感動したのは、鏡花の旅行かばんやぞうり、お気に入りの置物といった愛用品の展示!ってほんとミーハーだけど
あの素晴らしいひとが生きていた証拠です…ひしひしと胸にせまるものがあり。
鏡花は足がちいさい。足だけは、わたしのほうが大きいかもしれない。


ここの凄いのは、自力で鏡花の入手困難ものをあつめて出版してしまったり(ここでしか買えません。)
すばらしく内容の濃いい展示カタログを作ったりしていること。
とにかくグッズ売り場の質の高さがはんぱじゃない!オリジナルDVDや、お香皿、鏡花にちなんだお守り、
もちろんすべての入手できる鏡花本はそろっており、絶版のものは自由に読んでいい図書館コーナーもある。
置いてある本を読んでみたけど、なんかすごい線ひいてあるし(笑)これはファンの仕業かな!?
線ひきには参加せずとも、私もファンですから、ここぞとばかりに色々買いました。
いまホテルの部屋で、鏡花のお香を焚きながら書いてます♪


さてホクホク顔で大きな紙袋を抱えながら、続いて近隣にある鏡花ゆかりの地めぐり。
ここからは絵日記でいきますよ!

記念館を出てすぐ裏手に下ってゆくと、うつくしい浅野川がきらきらと広がっています。
この川ぞいの主計町茶屋街の通りは「鏡花のみち」。古い木造の橋がいくつも架かっている。
きっと当時もほぼこんな具合の茶屋街とうつくしい川。こどもの鏡花や思春期の鏡花が横切ります。

木造の橋。木はふるく白く、しっかりした造り。78年に工事をしたらしいことが書いてある。
ここの橋あたりを舞台にした「化鳥」と云う物語は、自費出版文庫に入っています♪これから読みます!

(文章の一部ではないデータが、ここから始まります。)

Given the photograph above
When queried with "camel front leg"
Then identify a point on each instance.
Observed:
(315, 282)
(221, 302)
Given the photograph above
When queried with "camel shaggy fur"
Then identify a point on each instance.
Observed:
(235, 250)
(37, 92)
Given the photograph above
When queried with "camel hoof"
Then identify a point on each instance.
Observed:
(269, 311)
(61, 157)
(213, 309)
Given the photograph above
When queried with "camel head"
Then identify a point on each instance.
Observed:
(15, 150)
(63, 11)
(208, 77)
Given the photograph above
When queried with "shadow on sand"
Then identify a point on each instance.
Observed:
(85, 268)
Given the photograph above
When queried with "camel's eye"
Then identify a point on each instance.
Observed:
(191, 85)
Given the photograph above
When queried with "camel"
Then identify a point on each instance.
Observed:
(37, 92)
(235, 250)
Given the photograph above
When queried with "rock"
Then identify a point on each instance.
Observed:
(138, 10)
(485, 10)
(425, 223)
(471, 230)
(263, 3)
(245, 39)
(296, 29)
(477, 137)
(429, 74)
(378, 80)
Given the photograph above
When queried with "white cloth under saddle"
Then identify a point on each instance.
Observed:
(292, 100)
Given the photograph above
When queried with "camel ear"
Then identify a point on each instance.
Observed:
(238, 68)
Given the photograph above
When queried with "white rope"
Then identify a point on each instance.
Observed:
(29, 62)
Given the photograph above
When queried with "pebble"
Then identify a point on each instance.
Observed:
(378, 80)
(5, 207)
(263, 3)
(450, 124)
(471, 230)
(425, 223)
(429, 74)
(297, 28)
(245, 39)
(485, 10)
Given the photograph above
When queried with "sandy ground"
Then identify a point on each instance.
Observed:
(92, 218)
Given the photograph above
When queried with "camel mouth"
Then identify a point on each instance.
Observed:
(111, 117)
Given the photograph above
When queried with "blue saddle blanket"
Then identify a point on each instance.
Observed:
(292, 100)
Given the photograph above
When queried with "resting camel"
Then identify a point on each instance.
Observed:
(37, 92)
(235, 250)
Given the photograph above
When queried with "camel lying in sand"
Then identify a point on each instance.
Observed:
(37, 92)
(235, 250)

大傑作「義血侠血」の主人公、女水芸人の滝の白糸の像。
そばにある箱をさわるとセンサーで水がふきだして水芸する、鏡花作品への愛いっぱいの銅像〜!!!


ほんとうは卯辰山の鏡花巡礼コースもめぐるつもりだったのだけど、かなり遠い…
がんばってあるいてはみたけれど、とにかく暑くてたおれそうになってきたので
定番のひがし茶屋街へ避難することにしました。

初めて中のお茶屋に入り、抹茶アイスとコーヒーをいただいた。お茶屋っていうかカフェなのね。
ついでに金箔のお店「箔座」に入り、ついつい現地アクセサリーを買ってしまいました。
いい色だな〜と思ってみていると、金箔とプラチナを混ぜた世界初のものだっていう。
金箔のみのアクセサリーも明るくて鮮やかで、デザインもとてもすてきなものばかり。
一期一会のデザインと、お手軽価格にやられました。金沢で現地アクセサリーを買いたい人は超おすすめです。


泉鏡花記念館で、展示のはじめに「美しいひと」というテーマの空間があります。
これは「天守物語」のきめ台詞、「美しいひとよ泣くな。」からきていて、
美しいひと」がどうしようもなくかわいそうな目にあうとか
どうにもならないと行き止まる姿への慈しみが、鏡花の文章や台詞にははっきりこめられている。
…わたしも美しいひとになりたい。
というわけでアクセサリーを買ったっていうのは、こじつけっぽいけど本当のこと。
他愛ない装飾品だとしても、それが日々のきらめきにつながればすてきだ。
ささやかでも美しく生きながら、そのように傷がついてもこころには鏡花がいる。
そうして鏡花のわたしがいれば、のびのびと美しいひとでいられる気がする。
なんてのんきなんでしょう。でも、そう思うのです。


明日は足をのばして、夏の大冒険Dayです。
しかしまあ、暑いね、ほんとにね…。